Sunday 24 April 2016

33 weeks pregnant - Electronic Fetal Monitoring

Not a great week this week as Easter Monday we had to go to hospital. I hadn't felt baby move all Sunday night - usually it has a bit of a kick about whenever I get up to go to the bathroom or feed Cillian at 5:30am, but there was nothing.

By about 10am I was concerned. Nothing seemed to make baby move. I tried hunching down in positions that the baby had previously complained about, I poked it, I ate, I drank cold water and I asked SBB to talk to it. Nothing worked.

I was unloading the dishwasher, crying, afraid of what had happened to our baby. I managed to keep myself together enough to phone the hospital and they told me to come in. The lack of movement would have been scary enough but all SBB and I could think about was something that had happened the night before: his back was aching so he asked me to rub ibuprofen gel on his lower back before he headed out to football. I was massaging it in for about a minute before it struck me that it was ibuprofen. I washed my hands 4 times after I realised but by the next morning when the baby wasn't moving I began to get worried that I'd been affected by it.

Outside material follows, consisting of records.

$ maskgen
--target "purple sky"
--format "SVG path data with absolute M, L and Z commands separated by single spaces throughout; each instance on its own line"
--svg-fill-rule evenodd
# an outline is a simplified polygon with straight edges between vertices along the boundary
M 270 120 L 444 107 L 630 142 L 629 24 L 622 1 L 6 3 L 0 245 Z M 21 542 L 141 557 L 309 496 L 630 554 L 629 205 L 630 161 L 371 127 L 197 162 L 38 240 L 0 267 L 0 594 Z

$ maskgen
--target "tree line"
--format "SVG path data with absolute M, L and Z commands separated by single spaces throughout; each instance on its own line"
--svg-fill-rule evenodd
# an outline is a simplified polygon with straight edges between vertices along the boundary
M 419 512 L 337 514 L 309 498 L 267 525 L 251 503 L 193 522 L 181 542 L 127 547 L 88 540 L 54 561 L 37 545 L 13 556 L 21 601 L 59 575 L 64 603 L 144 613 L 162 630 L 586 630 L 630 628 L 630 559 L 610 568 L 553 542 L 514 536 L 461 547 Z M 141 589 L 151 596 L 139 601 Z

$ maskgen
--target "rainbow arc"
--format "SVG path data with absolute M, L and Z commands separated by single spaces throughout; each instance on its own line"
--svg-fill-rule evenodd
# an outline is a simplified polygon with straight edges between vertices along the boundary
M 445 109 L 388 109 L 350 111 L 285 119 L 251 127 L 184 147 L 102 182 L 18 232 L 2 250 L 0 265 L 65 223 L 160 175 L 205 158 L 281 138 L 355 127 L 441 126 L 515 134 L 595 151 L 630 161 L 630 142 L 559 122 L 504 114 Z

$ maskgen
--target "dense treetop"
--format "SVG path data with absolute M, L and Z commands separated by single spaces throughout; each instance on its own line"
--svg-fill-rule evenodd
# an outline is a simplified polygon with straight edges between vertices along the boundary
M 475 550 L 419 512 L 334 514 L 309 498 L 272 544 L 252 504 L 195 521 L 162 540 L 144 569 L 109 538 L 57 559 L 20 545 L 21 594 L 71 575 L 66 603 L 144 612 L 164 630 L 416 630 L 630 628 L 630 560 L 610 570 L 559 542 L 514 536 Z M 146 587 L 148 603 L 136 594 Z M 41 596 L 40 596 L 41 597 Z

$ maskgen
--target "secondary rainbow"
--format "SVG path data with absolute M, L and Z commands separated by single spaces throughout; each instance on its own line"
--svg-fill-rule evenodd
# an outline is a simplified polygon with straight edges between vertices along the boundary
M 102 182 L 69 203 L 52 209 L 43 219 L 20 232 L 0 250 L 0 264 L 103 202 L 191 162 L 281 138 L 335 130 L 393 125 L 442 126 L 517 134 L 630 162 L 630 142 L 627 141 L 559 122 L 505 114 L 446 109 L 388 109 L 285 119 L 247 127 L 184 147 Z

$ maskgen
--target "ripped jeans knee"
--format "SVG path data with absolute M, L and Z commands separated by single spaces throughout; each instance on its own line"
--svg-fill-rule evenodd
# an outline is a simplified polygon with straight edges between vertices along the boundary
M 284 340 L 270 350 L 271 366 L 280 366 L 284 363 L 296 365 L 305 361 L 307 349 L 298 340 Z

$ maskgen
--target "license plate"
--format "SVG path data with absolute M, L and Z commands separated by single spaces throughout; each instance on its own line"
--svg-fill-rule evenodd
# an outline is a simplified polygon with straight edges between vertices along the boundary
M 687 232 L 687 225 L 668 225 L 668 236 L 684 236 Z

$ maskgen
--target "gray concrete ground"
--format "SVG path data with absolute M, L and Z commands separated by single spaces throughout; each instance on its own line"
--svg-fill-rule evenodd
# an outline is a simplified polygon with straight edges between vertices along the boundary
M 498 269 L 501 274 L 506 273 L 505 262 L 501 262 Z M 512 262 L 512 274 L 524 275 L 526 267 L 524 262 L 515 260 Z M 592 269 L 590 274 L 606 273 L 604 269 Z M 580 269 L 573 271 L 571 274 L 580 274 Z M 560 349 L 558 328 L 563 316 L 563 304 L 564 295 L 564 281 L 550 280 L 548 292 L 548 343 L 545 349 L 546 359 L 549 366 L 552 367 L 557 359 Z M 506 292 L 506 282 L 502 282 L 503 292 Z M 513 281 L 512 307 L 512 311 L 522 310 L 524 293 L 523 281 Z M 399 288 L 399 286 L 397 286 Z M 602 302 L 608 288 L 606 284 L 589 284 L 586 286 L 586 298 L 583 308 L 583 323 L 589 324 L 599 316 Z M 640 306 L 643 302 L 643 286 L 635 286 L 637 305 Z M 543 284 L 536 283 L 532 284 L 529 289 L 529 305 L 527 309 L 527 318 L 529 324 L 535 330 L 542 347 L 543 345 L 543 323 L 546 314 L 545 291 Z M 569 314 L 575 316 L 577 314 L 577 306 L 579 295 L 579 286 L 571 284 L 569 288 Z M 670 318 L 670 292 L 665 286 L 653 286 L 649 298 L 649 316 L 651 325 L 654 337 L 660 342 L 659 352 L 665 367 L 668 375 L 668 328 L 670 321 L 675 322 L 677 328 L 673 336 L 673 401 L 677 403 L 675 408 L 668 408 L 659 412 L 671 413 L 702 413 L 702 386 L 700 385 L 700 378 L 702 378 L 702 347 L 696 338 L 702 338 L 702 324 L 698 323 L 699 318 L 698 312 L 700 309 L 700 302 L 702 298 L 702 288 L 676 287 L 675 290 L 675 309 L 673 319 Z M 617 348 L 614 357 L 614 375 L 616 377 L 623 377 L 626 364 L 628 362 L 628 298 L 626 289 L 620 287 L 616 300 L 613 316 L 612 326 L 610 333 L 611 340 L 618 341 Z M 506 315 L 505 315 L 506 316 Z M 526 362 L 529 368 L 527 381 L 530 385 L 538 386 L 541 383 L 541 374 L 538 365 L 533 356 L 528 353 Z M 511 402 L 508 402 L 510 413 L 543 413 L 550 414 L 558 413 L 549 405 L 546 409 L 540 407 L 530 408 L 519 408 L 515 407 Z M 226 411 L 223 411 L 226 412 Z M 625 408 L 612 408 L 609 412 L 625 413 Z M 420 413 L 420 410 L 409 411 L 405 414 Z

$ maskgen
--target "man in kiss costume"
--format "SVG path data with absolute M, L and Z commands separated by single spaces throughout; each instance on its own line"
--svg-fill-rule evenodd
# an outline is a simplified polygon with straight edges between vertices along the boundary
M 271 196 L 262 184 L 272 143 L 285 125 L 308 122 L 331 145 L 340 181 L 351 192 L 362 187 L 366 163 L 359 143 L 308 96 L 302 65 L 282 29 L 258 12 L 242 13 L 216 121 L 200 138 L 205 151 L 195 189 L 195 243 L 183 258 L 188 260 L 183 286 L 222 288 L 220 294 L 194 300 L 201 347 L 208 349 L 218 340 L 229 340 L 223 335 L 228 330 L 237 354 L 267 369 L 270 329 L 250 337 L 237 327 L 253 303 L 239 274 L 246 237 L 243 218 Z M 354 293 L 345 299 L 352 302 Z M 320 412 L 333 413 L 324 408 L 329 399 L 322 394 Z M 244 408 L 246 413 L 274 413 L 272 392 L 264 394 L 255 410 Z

We got onto the ward and were shown to a bed. I was asked to give a urine sample (not in the bed!) which thankfully was in a dish and not the teeny tube such as the one I was given at my first scan. The midwife got out the fetal heart monitor and there it was - baby's heartbeat. Doing well.
She suggested that it had probably turned and was kicking at my back, which was why I couldn't feel it. She also suggested it was a boy as it was being difficult. A flattering attitude towards men, yet again.



I was doing fine - holding myself together - until she said "it's okay to burst into tears now" - and I promptly did.



The next day I was uncomfortable - I felt something like stitch but it was in the side of my bump, not my side - so it was uncomfortable to move, or sit down, or walk. However baby was moving well - lots of movement throughout the rest of the week.